「月曜(3月17日)に国会に戻ってみたら、まわりはもう選挙モードでびっくりしたよ。このまま行けば『商品券解散』だと、ネーミングまでされている」
【写真】野党の軒並み支持率が低迷する中、唯一支持率が伸びた政党代表はこの人
こう話すのは自民党のベテラン衆院議員。石破茂首相が初当選議員に商品券10万円を配った問題で、永田町に解散風が吹き始めているという。
「昨年10月に総選挙があったばかりで、どんなことがあっても次の解散は夏の参院選の後だと思っていたけど……」
記者も17日に衆議院の議員会館をまわってみたが、顔なじみの秘書がいない部屋がいくつもあった。自民党のある秘書の携帯電話を鳴らすと、忙しそうにこう話した。
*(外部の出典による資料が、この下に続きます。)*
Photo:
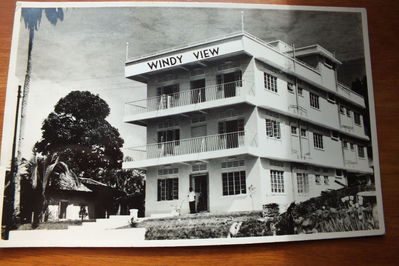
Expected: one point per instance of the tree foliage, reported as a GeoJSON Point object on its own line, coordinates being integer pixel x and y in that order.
{"type": "Point", "coordinates": [79, 134]}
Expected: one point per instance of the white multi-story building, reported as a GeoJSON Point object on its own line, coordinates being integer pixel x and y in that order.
{"type": "Point", "coordinates": [245, 123]}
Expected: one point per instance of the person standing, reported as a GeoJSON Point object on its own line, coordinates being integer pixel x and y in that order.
{"type": "Point", "coordinates": [191, 200]}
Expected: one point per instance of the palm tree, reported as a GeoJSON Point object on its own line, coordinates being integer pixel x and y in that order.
{"type": "Point", "coordinates": [32, 18]}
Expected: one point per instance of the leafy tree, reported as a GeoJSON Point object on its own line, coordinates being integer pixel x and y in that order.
{"type": "Point", "coordinates": [131, 185]}
{"type": "Point", "coordinates": [79, 134]}
{"type": "Point", "coordinates": [32, 18]}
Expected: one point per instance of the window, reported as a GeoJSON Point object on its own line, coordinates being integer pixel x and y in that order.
{"type": "Point", "coordinates": [198, 119]}
{"type": "Point", "coordinates": [334, 135]}
{"type": "Point", "coordinates": [360, 151]}
{"type": "Point", "coordinates": [294, 130]}
{"type": "Point", "coordinates": [317, 179]}
{"type": "Point", "coordinates": [168, 171]}
{"type": "Point", "coordinates": [199, 167]}
{"type": "Point", "coordinates": [345, 144]}
{"type": "Point", "coordinates": [331, 98]}
{"type": "Point", "coordinates": [273, 129]}
{"type": "Point", "coordinates": [169, 135]}
{"type": "Point", "coordinates": [300, 91]}
{"type": "Point", "coordinates": [270, 82]}
{"type": "Point", "coordinates": [357, 118]}
{"type": "Point", "coordinates": [230, 164]}
{"type": "Point", "coordinates": [338, 172]}
{"type": "Point", "coordinates": [168, 189]}
{"type": "Point", "coordinates": [318, 140]}
{"type": "Point", "coordinates": [277, 181]}
{"type": "Point", "coordinates": [314, 101]}
{"type": "Point", "coordinates": [342, 109]}
{"type": "Point", "coordinates": [304, 133]}
{"type": "Point", "coordinates": [290, 87]}
{"type": "Point", "coordinates": [302, 183]}
{"type": "Point", "coordinates": [234, 183]}
{"type": "Point", "coordinates": [348, 112]}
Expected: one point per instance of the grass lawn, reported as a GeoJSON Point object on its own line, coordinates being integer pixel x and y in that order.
{"type": "Point", "coordinates": [204, 225]}
{"type": "Point", "coordinates": [52, 225]}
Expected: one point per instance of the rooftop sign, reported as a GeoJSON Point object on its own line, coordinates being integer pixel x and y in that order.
{"type": "Point", "coordinates": [181, 58]}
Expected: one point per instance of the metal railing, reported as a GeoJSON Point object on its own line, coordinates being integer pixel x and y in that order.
{"type": "Point", "coordinates": [349, 93]}
{"type": "Point", "coordinates": [188, 146]}
{"type": "Point", "coordinates": [185, 97]}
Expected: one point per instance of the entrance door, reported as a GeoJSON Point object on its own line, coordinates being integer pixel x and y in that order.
{"type": "Point", "coordinates": [228, 83]}
{"type": "Point", "coordinates": [231, 131]}
{"type": "Point", "coordinates": [197, 91]}
{"type": "Point", "coordinates": [200, 185]}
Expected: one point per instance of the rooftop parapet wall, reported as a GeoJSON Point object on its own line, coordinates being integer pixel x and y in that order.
{"type": "Point", "coordinates": [245, 43]}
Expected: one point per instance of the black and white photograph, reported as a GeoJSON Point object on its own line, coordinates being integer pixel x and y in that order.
{"type": "Point", "coordinates": [184, 124]}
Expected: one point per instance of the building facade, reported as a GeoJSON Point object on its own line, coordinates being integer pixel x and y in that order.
{"type": "Point", "coordinates": [245, 123]}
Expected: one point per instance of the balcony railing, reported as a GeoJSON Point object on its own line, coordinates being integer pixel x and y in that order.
{"type": "Point", "coordinates": [185, 97]}
{"type": "Point", "coordinates": [350, 94]}
{"type": "Point", "coordinates": [187, 146]}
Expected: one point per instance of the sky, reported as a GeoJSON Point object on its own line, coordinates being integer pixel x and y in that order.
{"type": "Point", "coordinates": [87, 50]}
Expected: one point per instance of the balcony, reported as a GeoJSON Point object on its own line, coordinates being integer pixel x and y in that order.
{"type": "Point", "coordinates": [187, 100]}
{"type": "Point", "coordinates": [349, 94]}
{"type": "Point", "coordinates": [185, 150]}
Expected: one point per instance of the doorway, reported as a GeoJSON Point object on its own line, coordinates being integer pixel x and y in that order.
{"type": "Point", "coordinates": [227, 83]}
{"type": "Point", "coordinates": [197, 91]}
{"type": "Point", "coordinates": [63, 205]}
{"type": "Point", "coordinates": [200, 185]}
{"type": "Point", "coordinates": [198, 133]}
{"type": "Point", "coordinates": [230, 131]}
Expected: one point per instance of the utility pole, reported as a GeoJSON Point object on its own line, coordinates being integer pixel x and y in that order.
{"type": "Point", "coordinates": [11, 182]}
{"type": "Point", "coordinates": [242, 21]}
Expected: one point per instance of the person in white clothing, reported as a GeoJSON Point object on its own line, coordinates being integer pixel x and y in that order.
{"type": "Point", "coordinates": [191, 200]}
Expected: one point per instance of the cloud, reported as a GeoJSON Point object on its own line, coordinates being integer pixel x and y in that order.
{"type": "Point", "coordinates": [86, 51]}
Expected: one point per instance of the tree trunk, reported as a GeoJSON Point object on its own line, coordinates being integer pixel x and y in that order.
{"type": "Point", "coordinates": [17, 175]}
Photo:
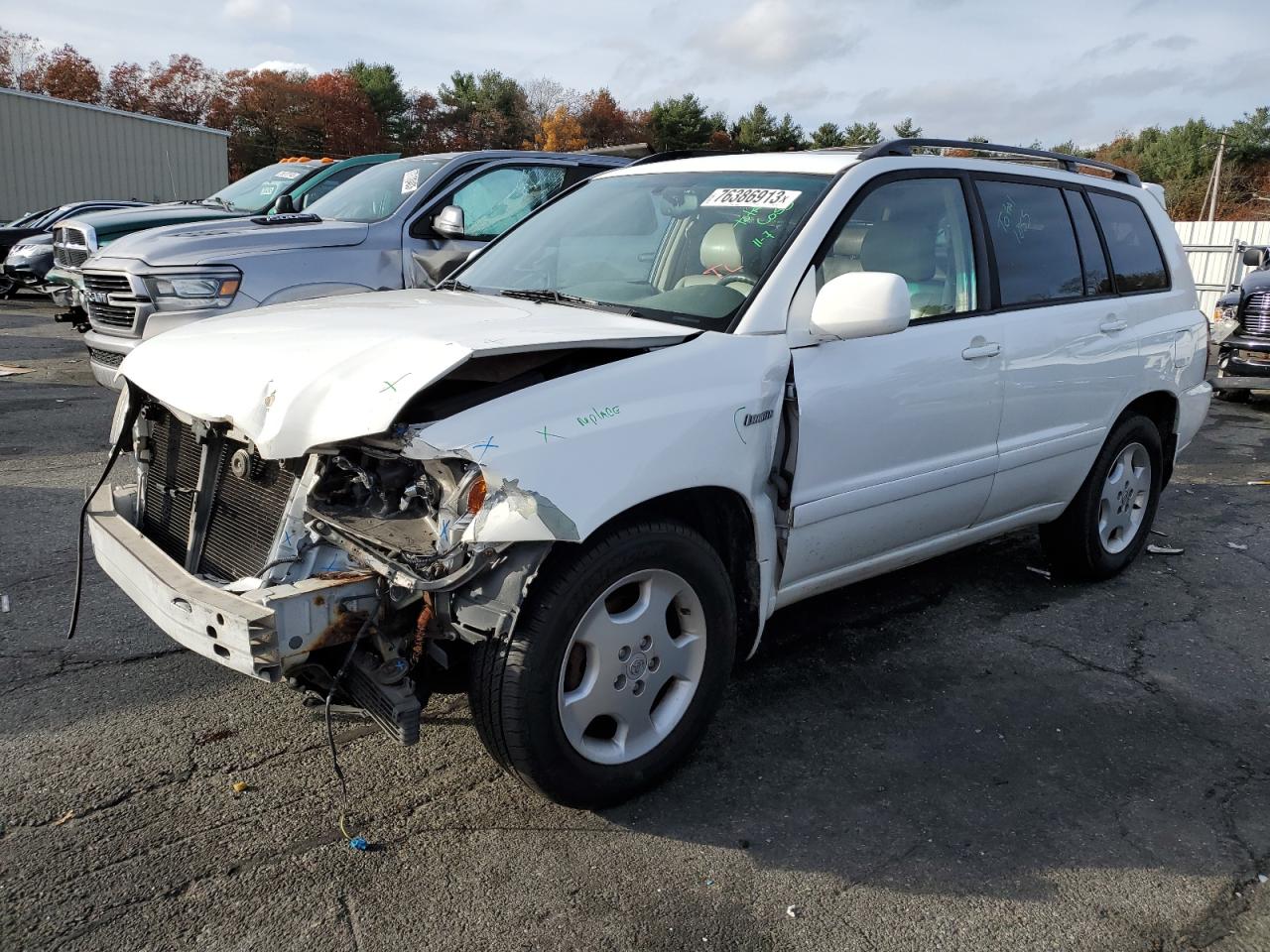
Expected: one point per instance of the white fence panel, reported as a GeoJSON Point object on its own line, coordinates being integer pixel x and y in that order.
{"type": "Point", "coordinates": [1214, 255]}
「代議士から解散総選挙に備えて地元に行け、と指令が出た。早ければ4月末にも選挙がありそうというので準備している」
この問題が起きて初めての週末である3月15、16日に実施された朝日新聞の世論調査では、石破内閣の支持率は26%で、前回2月調査の40%から14ポイントも下落。逆に「不支持」は59%で、前回の44%より15ポイントもアップした。石破首相が商品券を渡したことについては、「大いに問題だ」が43%、「ある程度問題だ」32%で、2つを合計すると75%を占めた。同時期に行われた他のメディアの調査でも、石破内閣の支持率は軒並み大きく下落していた。
火に油注いだ「歴代首相の慣例」発言
AERA dot.でも報じたように、初当選議員と首相が会食し、「おみやげ」を渡すことは自民党では恒例行事だった。だがこれを公言して問題になったのが自民党の舞立昇治参院議員だ。3月16日に地元、鳥取県での党会合で、
「商品券のことで、想像以上にお騒がせしておりますが、歴代の首相が慣例として普通にやってきた」
と発言。党県連会長でもある石破首相の側近ゆえに、商品券問題を鎮静化しようという意図があったのだろうが、これが火に油を注いだ。
3月17日の参議院の予算委員会で、立憲民主党の石垣のりこ議員は舞立氏の発言を引用して、
「歴代の首相が慣例として普通にやってきたのは、これは事実でしょうか」
と商品券問題について質問。石破首相は、
「歴代首相がそうであったか、私は存じません」
と答えたが、石垣議員はさらに、
「社会通念上納得できない、倫理上はどうなんだという話もある」
と追及。石破首相は、
「法的に正しいと言っても、道義的、社会通念上どうなんだいという声があることは、痛切に認識をいたしているところでございます」
などと苦しい弁明に終始した。
舞立氏は17日、自らの発言を「事実誤認、推測に基づく発言」だったと撤回した。